Reflections on the successes of a national genomics consortium
BY DR JOHAN GUSTAFSSON, AUSTRALIAN BIOCOMMONS
The Bioplatforms Australia Genomics for Australian Plants (GAP) Framework Initiative recently published a preprint of the capstone paper for the consortium. I have helped to support GAP for more than four years as part of Australian BioCommons, and so this publication has led me to reflect on the journey.
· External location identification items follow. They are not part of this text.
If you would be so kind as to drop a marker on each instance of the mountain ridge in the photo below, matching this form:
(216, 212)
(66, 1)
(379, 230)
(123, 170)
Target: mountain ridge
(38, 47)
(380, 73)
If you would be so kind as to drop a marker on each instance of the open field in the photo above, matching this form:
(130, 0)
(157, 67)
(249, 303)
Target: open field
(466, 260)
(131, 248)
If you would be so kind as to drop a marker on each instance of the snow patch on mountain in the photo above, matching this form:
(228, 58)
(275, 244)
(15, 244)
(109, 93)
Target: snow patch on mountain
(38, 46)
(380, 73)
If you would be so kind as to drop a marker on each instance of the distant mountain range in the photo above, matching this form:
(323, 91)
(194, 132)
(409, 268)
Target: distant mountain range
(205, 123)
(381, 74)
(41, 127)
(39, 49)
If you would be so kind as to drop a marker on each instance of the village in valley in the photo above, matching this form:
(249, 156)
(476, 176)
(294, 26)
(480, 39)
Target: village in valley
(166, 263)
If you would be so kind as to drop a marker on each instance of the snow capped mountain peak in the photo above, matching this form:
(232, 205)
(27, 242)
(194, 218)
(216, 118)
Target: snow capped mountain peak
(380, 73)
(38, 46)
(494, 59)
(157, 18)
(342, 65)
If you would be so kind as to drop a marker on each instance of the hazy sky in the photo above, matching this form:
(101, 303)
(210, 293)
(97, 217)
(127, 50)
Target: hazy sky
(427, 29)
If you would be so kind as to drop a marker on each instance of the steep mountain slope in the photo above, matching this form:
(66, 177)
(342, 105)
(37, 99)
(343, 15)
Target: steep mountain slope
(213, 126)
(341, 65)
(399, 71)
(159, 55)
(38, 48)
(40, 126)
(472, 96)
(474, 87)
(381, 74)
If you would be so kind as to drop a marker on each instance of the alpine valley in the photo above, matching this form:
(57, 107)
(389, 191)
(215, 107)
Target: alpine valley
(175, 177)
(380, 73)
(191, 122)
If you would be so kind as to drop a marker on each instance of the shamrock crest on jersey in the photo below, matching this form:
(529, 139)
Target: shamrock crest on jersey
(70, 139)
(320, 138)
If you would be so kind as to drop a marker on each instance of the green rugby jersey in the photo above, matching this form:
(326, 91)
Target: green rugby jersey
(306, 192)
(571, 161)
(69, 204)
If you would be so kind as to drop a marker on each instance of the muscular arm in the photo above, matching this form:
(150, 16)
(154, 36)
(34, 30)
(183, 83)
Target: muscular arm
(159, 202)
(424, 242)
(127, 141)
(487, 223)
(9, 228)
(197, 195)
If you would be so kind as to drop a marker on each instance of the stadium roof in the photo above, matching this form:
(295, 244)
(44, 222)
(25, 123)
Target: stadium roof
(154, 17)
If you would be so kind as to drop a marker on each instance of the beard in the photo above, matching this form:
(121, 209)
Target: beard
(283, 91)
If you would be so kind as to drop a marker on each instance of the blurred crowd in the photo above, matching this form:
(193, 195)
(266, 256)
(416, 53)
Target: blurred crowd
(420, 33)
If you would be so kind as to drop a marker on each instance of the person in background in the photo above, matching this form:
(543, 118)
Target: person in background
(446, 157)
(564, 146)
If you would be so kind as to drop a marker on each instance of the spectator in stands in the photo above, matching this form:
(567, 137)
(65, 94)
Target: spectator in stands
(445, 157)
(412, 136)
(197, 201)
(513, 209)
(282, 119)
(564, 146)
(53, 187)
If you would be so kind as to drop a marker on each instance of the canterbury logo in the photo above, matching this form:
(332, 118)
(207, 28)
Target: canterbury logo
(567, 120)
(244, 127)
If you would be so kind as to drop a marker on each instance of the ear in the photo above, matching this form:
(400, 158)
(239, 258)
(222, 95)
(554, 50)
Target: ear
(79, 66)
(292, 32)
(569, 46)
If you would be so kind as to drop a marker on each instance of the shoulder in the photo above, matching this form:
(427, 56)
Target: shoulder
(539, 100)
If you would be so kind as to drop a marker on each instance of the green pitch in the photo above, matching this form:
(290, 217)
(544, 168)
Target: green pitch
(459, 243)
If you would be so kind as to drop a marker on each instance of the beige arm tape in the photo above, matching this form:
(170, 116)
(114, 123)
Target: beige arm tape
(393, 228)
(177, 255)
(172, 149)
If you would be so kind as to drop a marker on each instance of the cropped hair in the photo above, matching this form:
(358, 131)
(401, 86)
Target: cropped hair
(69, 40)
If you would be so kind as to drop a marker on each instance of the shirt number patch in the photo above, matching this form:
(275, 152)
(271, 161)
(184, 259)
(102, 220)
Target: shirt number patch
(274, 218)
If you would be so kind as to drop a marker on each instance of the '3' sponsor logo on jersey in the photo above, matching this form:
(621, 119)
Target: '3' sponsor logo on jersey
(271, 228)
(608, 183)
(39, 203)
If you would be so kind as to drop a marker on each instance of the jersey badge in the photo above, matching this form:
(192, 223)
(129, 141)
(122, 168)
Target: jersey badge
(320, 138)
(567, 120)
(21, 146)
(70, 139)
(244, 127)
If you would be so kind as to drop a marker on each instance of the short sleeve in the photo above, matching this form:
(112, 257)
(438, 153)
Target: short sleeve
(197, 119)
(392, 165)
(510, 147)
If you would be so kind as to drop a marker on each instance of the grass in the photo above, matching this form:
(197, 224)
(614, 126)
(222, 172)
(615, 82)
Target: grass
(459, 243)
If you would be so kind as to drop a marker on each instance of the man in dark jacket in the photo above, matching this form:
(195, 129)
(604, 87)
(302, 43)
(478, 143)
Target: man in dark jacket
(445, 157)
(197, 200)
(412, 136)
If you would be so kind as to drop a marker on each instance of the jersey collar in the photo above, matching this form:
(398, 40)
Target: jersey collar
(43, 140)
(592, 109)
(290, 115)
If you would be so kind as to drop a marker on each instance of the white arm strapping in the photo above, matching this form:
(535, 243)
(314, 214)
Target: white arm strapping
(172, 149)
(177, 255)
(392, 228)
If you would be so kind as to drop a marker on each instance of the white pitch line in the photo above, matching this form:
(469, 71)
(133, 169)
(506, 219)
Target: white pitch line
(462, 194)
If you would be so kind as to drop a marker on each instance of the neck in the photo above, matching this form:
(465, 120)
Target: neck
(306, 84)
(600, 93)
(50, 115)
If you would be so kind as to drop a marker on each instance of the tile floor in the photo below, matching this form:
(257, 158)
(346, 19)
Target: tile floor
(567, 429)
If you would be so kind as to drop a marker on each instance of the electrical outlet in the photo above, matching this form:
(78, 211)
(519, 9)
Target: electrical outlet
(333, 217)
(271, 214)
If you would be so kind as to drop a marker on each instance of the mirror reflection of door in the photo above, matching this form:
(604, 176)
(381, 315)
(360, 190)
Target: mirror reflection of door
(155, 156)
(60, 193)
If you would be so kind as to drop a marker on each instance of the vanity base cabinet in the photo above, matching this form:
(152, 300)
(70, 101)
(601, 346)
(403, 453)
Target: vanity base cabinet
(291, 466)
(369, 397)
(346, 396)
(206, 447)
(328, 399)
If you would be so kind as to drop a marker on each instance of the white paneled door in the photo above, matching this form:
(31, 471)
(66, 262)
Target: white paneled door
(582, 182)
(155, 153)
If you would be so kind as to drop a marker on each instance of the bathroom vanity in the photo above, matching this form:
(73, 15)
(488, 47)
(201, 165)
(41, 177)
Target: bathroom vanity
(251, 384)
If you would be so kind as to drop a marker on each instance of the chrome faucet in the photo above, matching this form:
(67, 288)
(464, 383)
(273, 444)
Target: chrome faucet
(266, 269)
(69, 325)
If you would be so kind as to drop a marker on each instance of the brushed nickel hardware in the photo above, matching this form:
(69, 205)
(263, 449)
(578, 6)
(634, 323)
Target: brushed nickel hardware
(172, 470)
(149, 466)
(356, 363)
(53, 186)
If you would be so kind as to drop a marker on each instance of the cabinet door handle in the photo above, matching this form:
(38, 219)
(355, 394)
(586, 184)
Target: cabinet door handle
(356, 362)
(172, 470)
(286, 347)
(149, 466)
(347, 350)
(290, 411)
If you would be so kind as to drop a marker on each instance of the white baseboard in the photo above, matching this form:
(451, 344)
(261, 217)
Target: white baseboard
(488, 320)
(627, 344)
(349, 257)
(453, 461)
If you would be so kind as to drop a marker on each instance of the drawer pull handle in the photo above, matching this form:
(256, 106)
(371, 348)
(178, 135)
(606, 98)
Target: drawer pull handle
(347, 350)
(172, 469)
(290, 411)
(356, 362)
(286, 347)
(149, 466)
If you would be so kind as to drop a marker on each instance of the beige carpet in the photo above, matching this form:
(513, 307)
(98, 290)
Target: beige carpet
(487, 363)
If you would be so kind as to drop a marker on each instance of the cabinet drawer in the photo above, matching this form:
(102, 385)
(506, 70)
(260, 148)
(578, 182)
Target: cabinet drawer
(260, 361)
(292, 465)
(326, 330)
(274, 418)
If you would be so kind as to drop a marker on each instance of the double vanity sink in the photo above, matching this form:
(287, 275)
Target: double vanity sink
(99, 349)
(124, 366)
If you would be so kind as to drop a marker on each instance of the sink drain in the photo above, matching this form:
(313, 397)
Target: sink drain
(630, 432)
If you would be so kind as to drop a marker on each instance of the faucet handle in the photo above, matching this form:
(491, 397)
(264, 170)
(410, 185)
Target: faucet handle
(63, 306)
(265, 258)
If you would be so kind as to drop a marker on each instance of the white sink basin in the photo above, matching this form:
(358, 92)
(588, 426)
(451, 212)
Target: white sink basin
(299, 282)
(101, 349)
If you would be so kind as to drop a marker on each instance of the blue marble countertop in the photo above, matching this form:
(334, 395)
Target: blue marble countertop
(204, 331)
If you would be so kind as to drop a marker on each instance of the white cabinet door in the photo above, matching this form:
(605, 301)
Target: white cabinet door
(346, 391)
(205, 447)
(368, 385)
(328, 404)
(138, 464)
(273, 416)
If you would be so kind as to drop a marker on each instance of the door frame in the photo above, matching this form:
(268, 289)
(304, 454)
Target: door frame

Over this time, I saw a national community thrive and grow, collaborate broadly and deeply to resolve challenges in bioinformatics, and ultimately create novel research outputs.
Firstly, I feel fortunate that I was able to support and contribute to the GAP effort, as it is an ambitious program of work that has brought together a national community of researchers, bioinformaticians, project managers, facility staff, and infrastructure specialists from research institutes, herbaria, data production facilities, computational facilities, and universities across Australia, and included an on-going international collaboration with the Plant and Fungal Tree of Life (PAFToL) Initiative.
Secondly, while the community is itself an achievement, and will underpin future work in Australian plant genomics, I think it's also important to highlight and celebrate the genuine drive and energy that the GAP teams bring to pushing the boundaries in sample preparation and bioinformatics, to improving the metadata and data offerings that underpin plant genomics, and to making their foundational work accessible and understandable for a broader research audience.
A few key highlights specific to bioinformatics come to mind immediately:
Containerised Nextflow workflows (read the paper) that streamlined the reuse of the software set required for the GAP phylogenomics aspect
The detailed integration and validation of metadata that accompanies the thousands of GAP data entries that are progressively being added to the European Nucleotide Archive.
The successful convergence of GAP bioinformaticians on supercomputing resources at the National Computational Infrastructure, supported by the ABLeS program, and the step change in capability and throughput that resulted from this convergence.
It was both wonderful and humbling to see the first draft version of a phylogenomic tree for Australian flowering plants, the Australian Angiosperm Tree of Life (AAToL).
I can’t wait to see the future successes that GAP will make possible, and in particular the next stage of AAToL.